Thursday, August 19, 2021

When I am Fading as Fast as Summer




 Today it is still summer, but school has begun in many places, and will in 11 days here. 


I am as always, still reluctant to give up the warmth and water and grandchildren time that is summer to me. I usually opt in for parades, river time and then give myself time to write. 

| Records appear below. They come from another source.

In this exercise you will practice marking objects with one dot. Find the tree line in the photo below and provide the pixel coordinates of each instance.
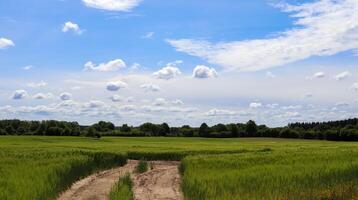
(344, 130)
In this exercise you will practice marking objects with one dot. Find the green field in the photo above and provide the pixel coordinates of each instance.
(250, 168)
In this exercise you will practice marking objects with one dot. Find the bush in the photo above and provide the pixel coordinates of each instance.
(288, 133)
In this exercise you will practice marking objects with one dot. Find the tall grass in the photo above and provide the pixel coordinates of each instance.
(122, 190)
(42, 167)
(44, 174)
(303, 174)
(142, 167)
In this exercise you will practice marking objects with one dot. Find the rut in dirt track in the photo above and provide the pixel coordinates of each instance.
(161, 182)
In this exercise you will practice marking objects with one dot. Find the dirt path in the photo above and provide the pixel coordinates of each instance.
(162, 182)
(97, 186)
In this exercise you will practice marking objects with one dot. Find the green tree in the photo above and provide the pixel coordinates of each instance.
(204, 130)
(251, 128)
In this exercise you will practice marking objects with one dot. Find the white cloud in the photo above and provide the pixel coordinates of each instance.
(37, 85)
(255, 105)
(27, 68)
(272, 106)
(202, 71)
(319, 75)
(19, 94)
(4, 43)
(94, 104)
(160, 102)
(290, 115)
(116, 98)
(308, 95)
(292, 107)
(113, 65)
(135, 66)
(220, 112)
(342, 76)
(75, 88)
(355, 86)
(355, 52)
(342, 104)
(128, 108)
(115, 86)
(167, 73)
(112, 5)
(323, 28)
(41, 96)
(150, 87)
(270, 75)
(178, 102)
(70, 26)
(148, 35)
(65, 96)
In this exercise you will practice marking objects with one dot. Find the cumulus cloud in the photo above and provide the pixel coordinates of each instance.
(290, 115)
(308, 95)
(202, 71)
(255, 105)
(160, 102)
(355, 52)
(270, 75)
(70, 26)
(113, 65)
(355, 86)
(342, 104)
(322, 28)
(65, 96)
(27, 68)
(169, 72)
(37, 85)
(115, 86)
(220, 112)
(94, 104)
(4, 43)
(135, 66)
(150, 87)
(40, 96)
(112, 5)
(178, 102)
(19, 94)
(319, 75)
(342, 76)
(116, 98)
(148, 35)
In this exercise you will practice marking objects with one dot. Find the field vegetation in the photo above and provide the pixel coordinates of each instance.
(36, 167)
(142, 167)
(122, 190)
(343, 130)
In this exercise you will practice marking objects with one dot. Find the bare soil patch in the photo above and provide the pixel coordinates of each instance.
(160, 182)
(97, 186)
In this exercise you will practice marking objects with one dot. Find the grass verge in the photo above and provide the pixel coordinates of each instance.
(142, 167)
(122, 190)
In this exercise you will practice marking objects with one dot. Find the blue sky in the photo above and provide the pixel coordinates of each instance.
(131, 61)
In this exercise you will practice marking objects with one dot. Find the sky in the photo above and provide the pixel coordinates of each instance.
(180, 62)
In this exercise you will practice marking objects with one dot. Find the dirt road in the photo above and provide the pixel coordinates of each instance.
(97, 186)
(161, 182)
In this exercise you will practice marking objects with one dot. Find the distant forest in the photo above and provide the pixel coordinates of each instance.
(343, 130)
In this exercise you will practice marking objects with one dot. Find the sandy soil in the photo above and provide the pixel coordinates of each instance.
(161, 182)
(97, 186)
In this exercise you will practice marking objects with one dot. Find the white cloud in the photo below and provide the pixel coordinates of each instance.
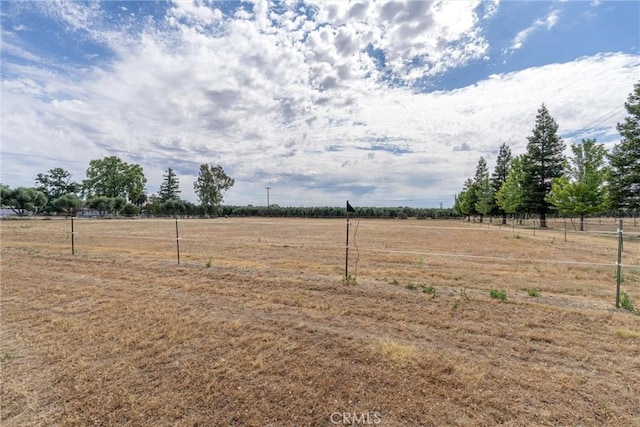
(293, 102)
(547, 23)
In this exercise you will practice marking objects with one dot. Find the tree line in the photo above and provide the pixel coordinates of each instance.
(115, 187)
(543, 181)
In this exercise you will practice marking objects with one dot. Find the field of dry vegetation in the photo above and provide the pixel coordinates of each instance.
(256, 327)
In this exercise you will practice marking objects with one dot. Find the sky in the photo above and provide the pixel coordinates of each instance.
(382, 103)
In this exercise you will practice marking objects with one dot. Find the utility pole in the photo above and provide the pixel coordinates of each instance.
(268, 188)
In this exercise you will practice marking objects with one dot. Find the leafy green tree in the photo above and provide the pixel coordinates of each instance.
(170, 187)
(625, 157)
(23, 200)
(67, 203)
(111, 177)
(211, 183)
(510, 197)
(543, 161)
(582, 189)
(57, 182)
(130, 210)
(499, 176)
(173, 207)
(483, 198)
(102, 204)
(4, 192)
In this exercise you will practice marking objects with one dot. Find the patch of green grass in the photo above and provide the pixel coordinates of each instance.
(626, 303)
(500, 294)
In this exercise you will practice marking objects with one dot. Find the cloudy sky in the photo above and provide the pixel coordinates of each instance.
(383, 103)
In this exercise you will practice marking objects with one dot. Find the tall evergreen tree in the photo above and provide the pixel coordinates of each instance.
(483, 204)
(499, 176)
(170, 187)
(510, 197)
(625, 157)
(581, 190)
(543, 161)
(465, 201)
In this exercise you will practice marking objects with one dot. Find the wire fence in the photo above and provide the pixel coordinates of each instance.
(380, 248)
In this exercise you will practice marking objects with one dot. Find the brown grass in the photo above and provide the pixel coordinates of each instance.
(119, 334)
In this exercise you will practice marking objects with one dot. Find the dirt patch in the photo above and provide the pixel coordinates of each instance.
(255, 326)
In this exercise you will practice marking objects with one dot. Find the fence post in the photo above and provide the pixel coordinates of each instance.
(618, 264)
(177, 241)
(73, 234)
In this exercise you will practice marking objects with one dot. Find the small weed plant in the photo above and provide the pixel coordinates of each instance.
(431, 290)
(500, 294)
(626, 303)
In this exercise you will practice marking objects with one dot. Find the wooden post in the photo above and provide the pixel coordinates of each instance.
(177, 241)
(346, 258)
(73, 235)
(618, 264)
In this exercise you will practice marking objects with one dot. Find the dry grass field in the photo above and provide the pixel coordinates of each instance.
(255, 326)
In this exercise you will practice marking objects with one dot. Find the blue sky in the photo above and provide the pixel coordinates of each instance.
(383, 103)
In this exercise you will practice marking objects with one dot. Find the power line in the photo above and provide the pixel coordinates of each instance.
(597, 122)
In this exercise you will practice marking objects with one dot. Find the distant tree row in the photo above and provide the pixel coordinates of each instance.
(338, 212)
(542, 181)
(116, 187)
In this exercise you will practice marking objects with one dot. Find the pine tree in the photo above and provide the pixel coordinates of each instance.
(170, 187)
(543, 161)
(510, 197)
(581, 190)
(499, 176)
(625, 157)
(483, 203)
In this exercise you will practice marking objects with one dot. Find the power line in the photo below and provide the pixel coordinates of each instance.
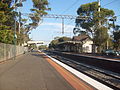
(110, 2)
(70, 6)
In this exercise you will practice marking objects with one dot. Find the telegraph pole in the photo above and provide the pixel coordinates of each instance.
(99, 5)
(62, 25)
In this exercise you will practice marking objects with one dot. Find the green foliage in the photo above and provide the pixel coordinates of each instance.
(96, 24)
(40, 7)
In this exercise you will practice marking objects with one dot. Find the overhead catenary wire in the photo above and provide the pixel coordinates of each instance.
(70, 7)
(110, 3)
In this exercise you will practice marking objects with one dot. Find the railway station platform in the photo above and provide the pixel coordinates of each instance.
(37, 71)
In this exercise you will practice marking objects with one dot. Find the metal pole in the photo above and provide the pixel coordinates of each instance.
(62, 25)
(99, 5)
(15, 36)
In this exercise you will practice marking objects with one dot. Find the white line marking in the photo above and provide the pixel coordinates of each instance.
(82, 76)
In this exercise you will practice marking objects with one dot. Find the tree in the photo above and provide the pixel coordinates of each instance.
(96, 22)
(39, 9)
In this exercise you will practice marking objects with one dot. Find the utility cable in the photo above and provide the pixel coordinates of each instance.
(70, 7)
(110, 2)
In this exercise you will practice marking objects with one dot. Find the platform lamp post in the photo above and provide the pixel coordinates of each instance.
(15, 36)
(15, 32)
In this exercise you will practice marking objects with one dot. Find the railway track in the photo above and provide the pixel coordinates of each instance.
(106, 77)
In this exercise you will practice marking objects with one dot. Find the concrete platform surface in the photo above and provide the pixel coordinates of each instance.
(31, 72)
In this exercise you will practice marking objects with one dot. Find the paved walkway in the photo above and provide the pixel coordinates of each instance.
(31, 72)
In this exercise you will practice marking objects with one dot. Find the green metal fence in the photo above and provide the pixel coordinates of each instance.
(8, 51)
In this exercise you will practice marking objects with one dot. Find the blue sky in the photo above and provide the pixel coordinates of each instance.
(51, 27)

But I am also still sick, so summer has also been more time at home, more time in bed, more time getting ready and then not going, or leaving early. Even when grandchildren are involved  


I am never one to say no to a child's birthday party, but I stayed home from my granddaughter's third birthday party. Even now the tears spring into my eyes at the thought.  I got up and just showering and getting dressed took all my energy for the day.  I remembered 15 months ago, at the same place, and realized that that time I couldn't sit on the ground, so I brought a camp chair.  Now I would fall sitting down and not be able to get out of the camp chair.  Even my dining room chair is lifted now and my wingback chair, and a love seat and the bed.  My home accommodations allow me to pretend to be OK, but a lakeside birthday doesn't.


Then last night I took the 7 yo to swimming lessons, and then climbed in the pool to join her for family swim, but my back locked up from cold, even though it actually was pretty warm in the water and after 45 minutes of trying to look ok, I got out and left her with her Dad and Grandpa while I turned on the heated seat in my van.

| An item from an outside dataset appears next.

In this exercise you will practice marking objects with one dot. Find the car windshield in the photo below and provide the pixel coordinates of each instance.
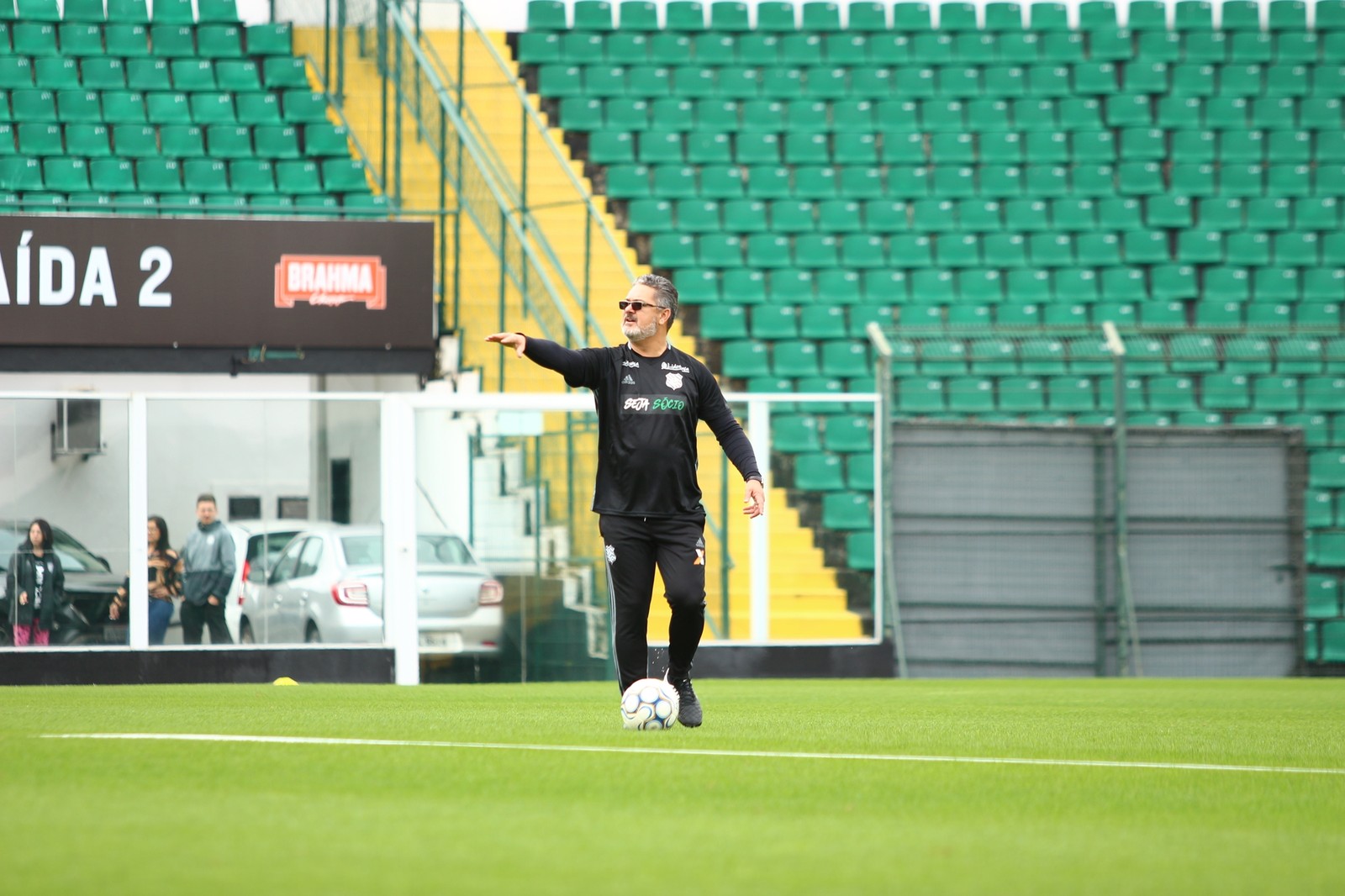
(74, 557)
(266, 548)
(367, 551)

I have been left at a blank wall by my personal care physician and my neurologist, and everytime I think of the argument I need to have with them,  and I sit at the computer to write a letter, I fade out and can't think.


I don't know what to do or who to see and all the news makes going to medical places seem foolish at best, but this life is only a half life and I need to keep pushing.  The two labels that seem to match most of my symptoms are Parkinson's Disease, and a fairly innocuous sounding, but horrible "Stiff Person Syndrome."  If you have personal experience with either, I am sorry.